# How do you train a dog to use a tug-a-jug



## hulkamaniac (Feb 11, 2009)

I have a tug-a-jug that Brutus used to use. I would feed him his meals from it and it would keep him busy for hours. Zero doesn't seem to grasp the concept. I had hoped he would've learned from watching Brutus, but no luck. So I did what I did when I taught Brutus how to use it. I pulled the rope plug out of the tug-a-jug and lined the rim with peanut butter. With Brutus, he would mouth the thing to try to get to the peanut butter which led to him turning it over and making food come out.
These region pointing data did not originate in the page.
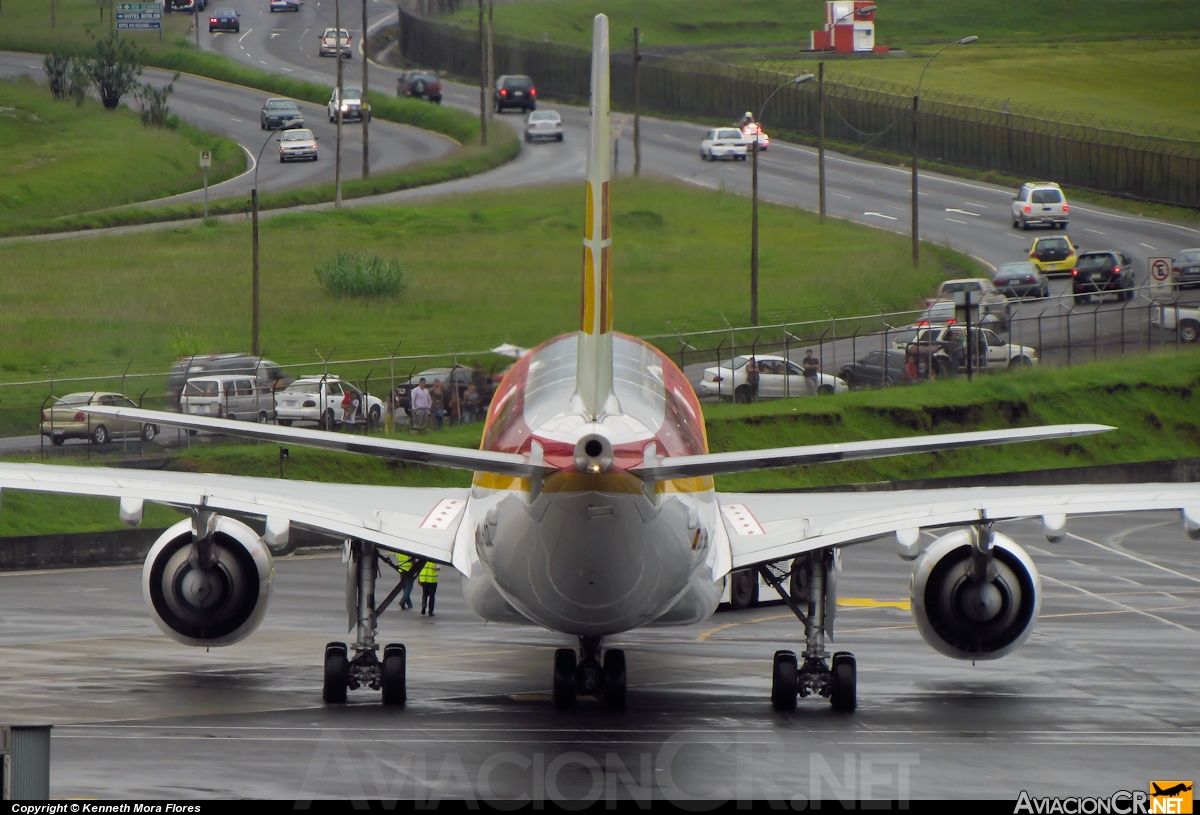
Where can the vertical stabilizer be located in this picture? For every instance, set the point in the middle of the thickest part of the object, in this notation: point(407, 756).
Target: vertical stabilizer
point(593, 388)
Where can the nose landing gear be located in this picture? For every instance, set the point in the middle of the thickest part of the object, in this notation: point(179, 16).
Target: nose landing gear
point(589, 676)
point(791, 678)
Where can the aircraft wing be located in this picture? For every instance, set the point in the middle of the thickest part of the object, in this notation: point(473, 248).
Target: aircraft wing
point(439, 455)
point(721, 463)
point(418, 521)
point(765, 527)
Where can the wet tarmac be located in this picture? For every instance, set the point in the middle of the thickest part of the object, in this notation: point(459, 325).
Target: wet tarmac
point(1104, 696)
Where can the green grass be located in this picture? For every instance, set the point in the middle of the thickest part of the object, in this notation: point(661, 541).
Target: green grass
point(58, 159)
point(481, 269)
point(1108, 58)
point(1153, 401)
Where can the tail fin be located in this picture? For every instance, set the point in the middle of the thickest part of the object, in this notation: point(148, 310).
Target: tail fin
point(593, 382)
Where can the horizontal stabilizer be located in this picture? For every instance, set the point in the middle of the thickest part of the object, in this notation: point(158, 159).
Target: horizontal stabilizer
point(723, 463)
point(438, 455)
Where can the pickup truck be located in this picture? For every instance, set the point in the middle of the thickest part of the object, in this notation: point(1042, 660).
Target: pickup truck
point(1185, 319)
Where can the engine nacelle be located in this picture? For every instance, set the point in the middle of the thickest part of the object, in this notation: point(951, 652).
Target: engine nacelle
point(965, 619)
point(215, 606)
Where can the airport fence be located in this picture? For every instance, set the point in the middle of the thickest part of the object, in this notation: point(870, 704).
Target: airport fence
point(1027, 142)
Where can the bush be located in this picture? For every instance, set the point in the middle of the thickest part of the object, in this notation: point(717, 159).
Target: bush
point(354, 276)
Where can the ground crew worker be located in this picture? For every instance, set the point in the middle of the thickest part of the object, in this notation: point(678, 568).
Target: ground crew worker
point(429, 581)
point(405, 562)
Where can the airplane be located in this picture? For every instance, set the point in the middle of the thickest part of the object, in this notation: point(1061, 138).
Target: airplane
point(1171, 791)
point(593, 513)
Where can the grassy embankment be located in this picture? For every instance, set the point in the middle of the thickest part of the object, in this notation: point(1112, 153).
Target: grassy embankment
point(58, 159)
point(481, 269)
point(1153, 401)
point(24, 25)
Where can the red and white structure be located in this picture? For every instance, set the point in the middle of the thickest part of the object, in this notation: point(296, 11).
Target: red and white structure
point(850, 28)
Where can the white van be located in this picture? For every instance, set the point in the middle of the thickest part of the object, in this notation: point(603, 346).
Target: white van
point(228, 396)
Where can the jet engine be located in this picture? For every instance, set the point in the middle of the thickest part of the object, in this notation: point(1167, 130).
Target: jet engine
point(208, 586)
point(973, 605)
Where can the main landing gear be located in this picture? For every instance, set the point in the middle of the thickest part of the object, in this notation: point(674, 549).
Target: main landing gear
point(588, 676)
point(365, 669)
point(814, 581)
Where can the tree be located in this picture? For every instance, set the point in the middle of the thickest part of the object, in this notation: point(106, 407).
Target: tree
point(113, 69)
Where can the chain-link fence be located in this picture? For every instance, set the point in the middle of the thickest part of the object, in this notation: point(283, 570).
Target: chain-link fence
point(1023, 141)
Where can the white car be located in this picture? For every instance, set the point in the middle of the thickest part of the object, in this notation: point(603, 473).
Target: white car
point(329, 42)
point(544, 125)
point(353, 106)
point(298, 144)
point(724, 143)
point(991, 300)
point(778, 378)
point(1041, 202)
point(318, 401)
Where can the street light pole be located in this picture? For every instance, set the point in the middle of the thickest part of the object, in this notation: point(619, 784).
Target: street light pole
point(754, 196)
point(916, 147)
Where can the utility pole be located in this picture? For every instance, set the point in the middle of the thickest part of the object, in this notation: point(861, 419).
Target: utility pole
point(337, 150)
point(483, 78)
point(637, 106)
point(821, 136)
point(365, 114)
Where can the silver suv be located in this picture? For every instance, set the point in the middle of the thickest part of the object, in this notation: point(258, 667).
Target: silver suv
point(1041, 202)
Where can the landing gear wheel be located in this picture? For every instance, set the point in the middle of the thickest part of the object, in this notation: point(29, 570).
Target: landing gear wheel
point(564, 679)
point(844, 682)
point(784, 685)
point(615, 679)
point(333, 690)
point(395, 659)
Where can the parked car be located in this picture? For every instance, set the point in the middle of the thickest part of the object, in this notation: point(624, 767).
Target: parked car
point(751, 132)
point(1186, 269)
point(997, 353)
point(352, 103)
point(1099, 273)
point(778, 378)
point(268, 373)
point(223, 19)
point(1021, 280)
point(516, 91)
point(318, 401)
point(724, 143)
point(420, 84)
point(544, 125)
point(65, 420)
point(1054, 255)
point(330, 41)
point(238, 397)
point(990, 300)
point(298, 143)
point(277, 112)
point(1183, 319)
point(875, 369)
point(1041, 202)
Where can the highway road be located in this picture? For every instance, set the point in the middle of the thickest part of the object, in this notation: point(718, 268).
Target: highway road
point(233, 111)
point(1104, 696)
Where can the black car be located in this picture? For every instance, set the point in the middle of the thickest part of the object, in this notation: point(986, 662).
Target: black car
point(420, 85)
point(223, 19)
point(1098, 273)
point(1021, 280)
point(876, 367)
point(280, 113)
point(514, 93)
point(1186, 269)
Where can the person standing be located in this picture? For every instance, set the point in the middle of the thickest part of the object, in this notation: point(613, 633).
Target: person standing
point(429, 580)
point(421, 405)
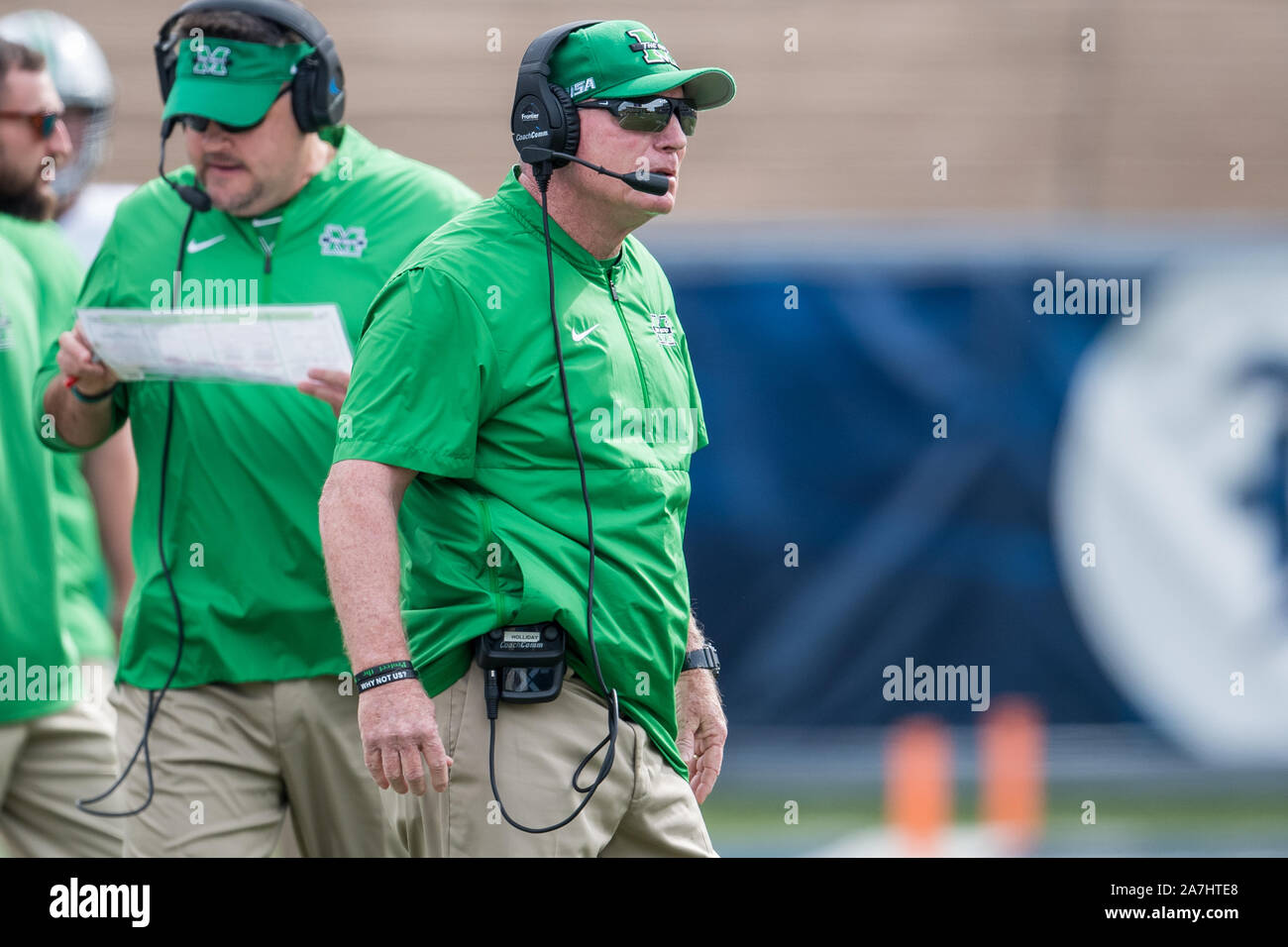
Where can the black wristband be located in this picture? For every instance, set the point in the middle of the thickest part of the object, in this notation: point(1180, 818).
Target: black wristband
point(93, 398)
point(386, 678)
point(381, 669)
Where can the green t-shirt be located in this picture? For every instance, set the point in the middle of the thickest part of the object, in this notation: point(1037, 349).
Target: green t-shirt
point(81, 573)
point(30, 635)
point(248, 462)
point(456, 377)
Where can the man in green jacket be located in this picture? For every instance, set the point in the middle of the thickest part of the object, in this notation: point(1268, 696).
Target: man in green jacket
point(230, 609)
point(459, 447)
point(95, 489)
point(54, 745)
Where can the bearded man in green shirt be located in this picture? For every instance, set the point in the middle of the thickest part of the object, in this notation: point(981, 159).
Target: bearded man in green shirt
point(231, 660)
point(54, 745)
point(458, 447)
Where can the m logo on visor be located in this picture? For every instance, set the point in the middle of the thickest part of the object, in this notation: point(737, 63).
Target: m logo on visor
point(655, 53)
point(211, 62)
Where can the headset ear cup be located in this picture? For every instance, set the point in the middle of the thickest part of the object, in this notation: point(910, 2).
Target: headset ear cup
point(307, 103)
It took only two days for him to get the concept. With Zero, he's just not getting it. He licks the peanut butter off the rim and doesn't bother with the peanut butter deeper in the jug. I smeared peanut butter on the base figuring he would take the jug in his mouth to get the peanut butter which would cause food to come out. No luck. Any ideas?


----------



## Darkmoon (Mar 12, 2007)

I didn't have to even show Nubs, he just went "FOOOOOODDDDDDDD!!!!!!!!!" and just went to town. Took him about 3 mins to get "Hey if I pull this and lick here, FOOD COMES OUT! OMGOMGOMG FOOOOODDDDD!" and that was that. And yes, I honestly think that is how it goes in his head. He is soooooooo food motivated it's not even funny. I think he's claw through a brick wall if he knew there was food on the other side.

Good luck. Some dogs never take to the jug. You might want to try something like this instead: http://www.amazon.com/StarMark-Bob-...3?ie=UTF8&s=home-garden&qid=1266686487&sr=8-3 or http://www.amazon.com/Premier-Busy-...9?ie=UTF8&s=home-garden&qid=1266686487&sr=8-9 or http://www.amazon.com/Our-Pets-Bust...?ie=UTF8&s=home-garden&qid=1266686525&sr=8-27


----------



## qingcong (Oct 26, 2009)

Is the tug a jug able to withstand strong chewing? My dog will destroy everything within minutes except for extreme kongs, nylabones, and similar strength toys. I know the tug a jug isn't designed to be a chew toy, but there appears to be a small knot at the end of the rope which he could potentially destroy.


----------



## hulkamaniac (Feb 11, 2009)

Darkmoon said:


> I didn't have to even show Nubs, he just went "FOOOOOODDDDDDDD!!!!!!!!!" and just went to town. Took him about 3 mins to get "Hey if I pull this and lick here, FOOD COMES OUT! OMGOMGOMG FOOOOODDDDD!" and that was that. And yes, I honestly think that is how it goes in his head. He is soooooooo food motivated it's not even funny. I think he's claw through a brick wall if he knew there was food on the other side.
> 
> Good luck. Some dogs never take to the jug. You might want to try something like this instead: http://www.amazon.com/StarMark-Bob-...3?ie=UTF8&s=home-garden&qid=1266686487&sr=8-3 or http://www.amazon.com/Premier-Busy-...9?ie=UTF8&s=home-garden&qid=1266686487&sr=8-9 or http://www.amazon.com/Our-Pets-Bust...?ie=UTF8&s=home-garden&qid=1266686525&sr=8-27


I'll look at those, but I really wasn't looking for another food dispensing toy. I just had this one around with Brutus and it seemed silly to just have it around.



qingcong said:


> Is the tug a jug able to withstand strong chewing? My dog will destroy everything within minutes except for extreme kongs, nylabones, and similar strength toys. I know the tug a jug isn't designed to be a chew toy, but there appears to be a small knot at the end of the rope which he could potentially destroy.


Brutus was a hard core chewer and was never able to destroy it. The one I have uses a plastic rope and I've heard that some dogs can chew right through the plastic. I've seen other models that come with an actual rope that I'm told is chew proof.


----------



## Shaina (Oct 28, 2007)

Good luck...my method was pretty much:
(1) Fill with food
(2) Hand to dog


----------